Skeptics Prefer Pal Review Over Peer Review: Chris de Freitas, Pat Michaels And Their Pals, 1997-2003 for example -W]

By Alex Harvey (not verified) on 17 Jan 2012 #permalink

I once received a letter from Britannica thanking mne for pointing out an error. More than bloody wikipedia has ever sent me. Grr.

:-)

Not that I've edited wiki as I don't know how to although I have left information there for others to add.

[Ah well if you've never edited you can't expect any thanks. Mind you, I've edited and all I get is... -W]

And then there was the error that ScS was used to germinate seeds. Went through mulitple editions of multiple encyclopedias that did. There had been a typo for SeS at some point and as everyone was simply copying out the information from the previous/other encyclopedias it didn't get changed.

[This is why you need a sprinkling of experts to edit these things. it doesn't need many. But it does help if they get listened too, instead of (as happens all too often on wiki) the wackos saying "oh but the sources say ScS, so it must stay. Admittedly that mostly happens on controversial articles when the wackos are really trying to pollute the articles -W]

"This is why you need a sprinkling of experts to edit these things."

Indeed. Columbia for years (and thus wiki etc) said ScN was used to make crucibles for gallium production. SiN yes, another scribe's mistake along the way.

[See? We need you. Come and join us -W]

re: 3
Yes, and actually, as revealed in the emails, the situation with deFreitas at Climate Research was actually worse than they thought. Of the 14 papers from the "pals" that came through de Freitas, 7 included "king of the pals" Pat Michaels, but the problem was pervasive.

I still don't know who reviewed what and what they said, but with enough pals, it was trivially easy to guarantee a majority of positive reviews. The early CR setup was eminently gameable, and doing the detailed analysis showed that it was gamed, even more than the scientists knew.

By John Mashey (not verified) on 17 Jan 2012 #permalink

Somewhat off topic, but anyone who knows about Fall Winter Spring and Summer can't possible think climate is chaotic. Or rather they can if they are dumb enough. The hoot about that WUWT thread is the same clowns who cheer Pielke, Scarfetta and Singer sign on to the chaotic climate nonsense.

Amusing that the Graun, when asked, issued a correction:
http://www.guardian.co.uk/theguardian/2012/jan/16/corrections-and-clari…
They go as far as saying "In fact none had recommended rejection", which seems to go beyond the evidence but ties in well with what John says above.

Another case of Fred Pearce shooting himself in the foot: why did he tell WUWT and then send an email to Bishop Hill (a bump in Fife featuring a radio mast) rather than simply issuing a correction through the Graun?

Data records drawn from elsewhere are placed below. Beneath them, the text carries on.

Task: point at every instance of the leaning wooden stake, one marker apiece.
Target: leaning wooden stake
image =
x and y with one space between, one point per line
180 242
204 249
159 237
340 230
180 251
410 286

What's perhaps more interesting is that Gavin Schmidt commented at RC that "email 1719, reports that one reviewer definitely recommended rejection of S&B, and never saw the manuscript again to assess the appropriateness of the rewrite." Dunno how to find email 1719, the EPA report discussed a 19 August 2003 email from Tom Wigley saying he had found papers that he "refereed (and soundly rejected), under De Freitasâs editorship, appear later in the journal -- without me seeing any response from the authors" but that's not the same.

Self correction: Bishop Hill is a Marylin and one of the Paps of Fife, and has an attached Carlin Maggie (a witch turned to stone) but no radio mast. My error.

Let me quote Jimmy Wales on this matter:

"How long was the sentence wrong? Is the description of people defending inclusion of a blatant falsehood accurate? This looks to me like a great example of what is wrong with 'verifiability, not truth' - to say that an academic journal published an article despite all 4 reviewers recommending rejection is obviously an error, that isn't how the academic review process works at all. That's true even if a newspaper article says otherwise. And it seems in this case there were other sources that were ignored, all for the purpose of POV pushing. I should be clear on something, although I shouldn't have to be clear on it: I have little sympathy for climate-change skeptics in the political press who seem to be not up to speed on the scientific research at all, sometimes exhibiting what I can only call willful blindness. At the same time, nothing can justify inserting falsehoods into Wikipedia under flimsy policy rationales."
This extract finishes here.